Militancy industrial complex

el Prof
March 1, 2022

I always thought real artists (the old-world fiat money laundering types, at least)  move in silence, reaching the public eye only when a piece sells for a record price. Something about prestige, exclusivity, mystique — dying notions in the age of transparency. Then, today, while seeking a Ukrainian artist to highlight in this column, I stumbled across Stepan Ryabchenko, who, with a mere 3k followers to his name, has been featured internationally in galleries as large as Saatchi & Saatchi. Apparently, Internet clout isn’t all we H0Rs believe it to be.

Stepan, turns out, renders both old and new styles of fine art impeccably.
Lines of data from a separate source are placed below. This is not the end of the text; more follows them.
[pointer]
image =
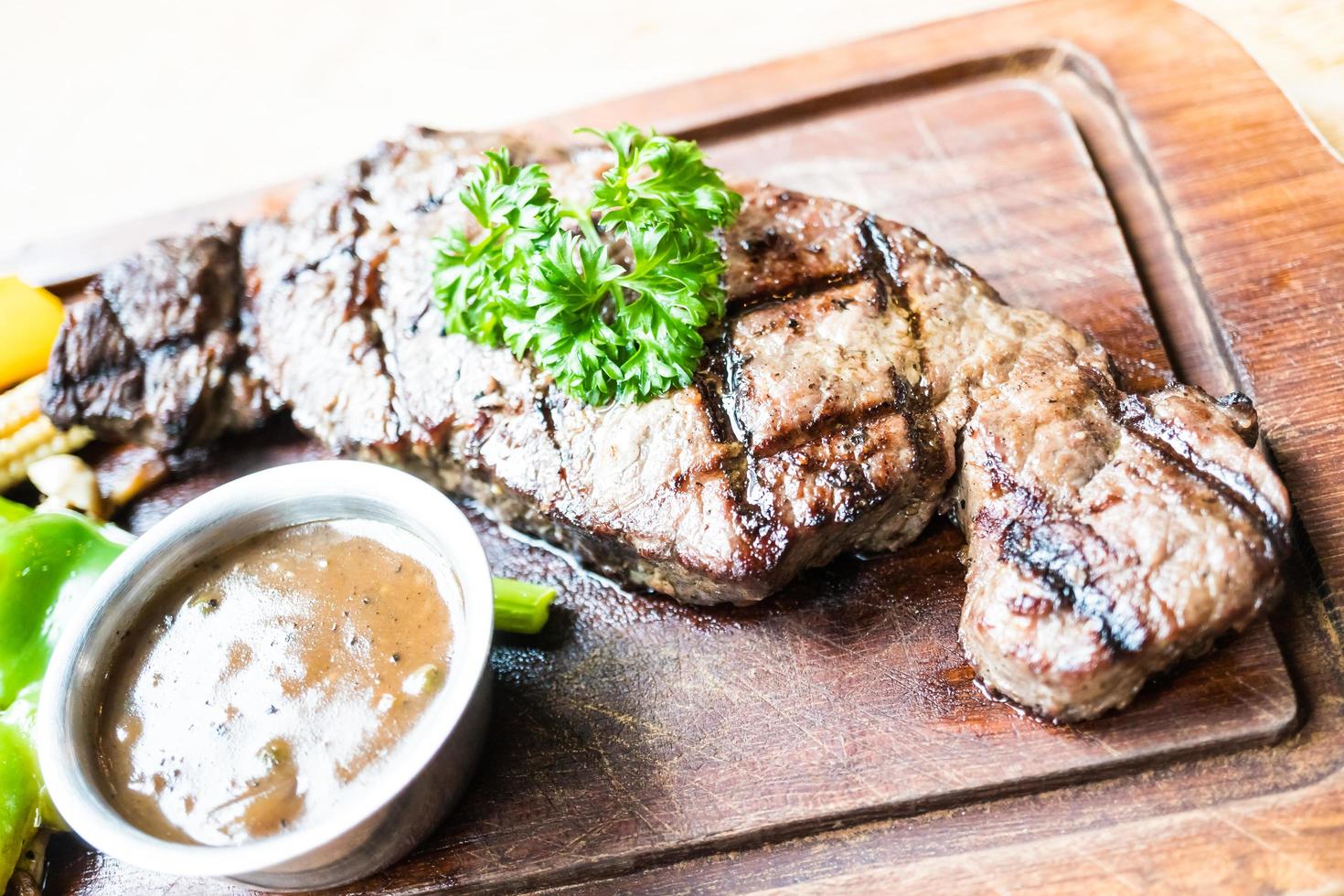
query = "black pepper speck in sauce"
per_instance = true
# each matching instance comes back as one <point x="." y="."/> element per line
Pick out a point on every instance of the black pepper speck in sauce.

He sold his first and only NFT on the member-curated platform Foundation for an entire ETH. But it appears to have been a one-off experiment, fitting with the wide variety of forms he creates in. Traversing his Instagram feed is like bouncing around a random image generator, featuring everything from a corrupted take on Mondrian to steel obelisks shaped like the pile of half-finished books precariously balanced on my desk corner to architectural concepts quite literally elevating our own color scheme.

But above all (and fitting with the reason we’ve adopted a different one for today) Stepan embodies the proud Eastern European tradition of protest as art. The image pictured above was a proposed military structure, designed by Stepan in 2010 and shared again 4 days ago, with the caption: ‘You can show the authorities, it makes sense to finally pay attention.’ Surrounded by sheep, it stands now as a poignant monument to Ukrainians of the past and present, fighting for their voices to be heard, and as a reminder to the artists of the future: never be too silent.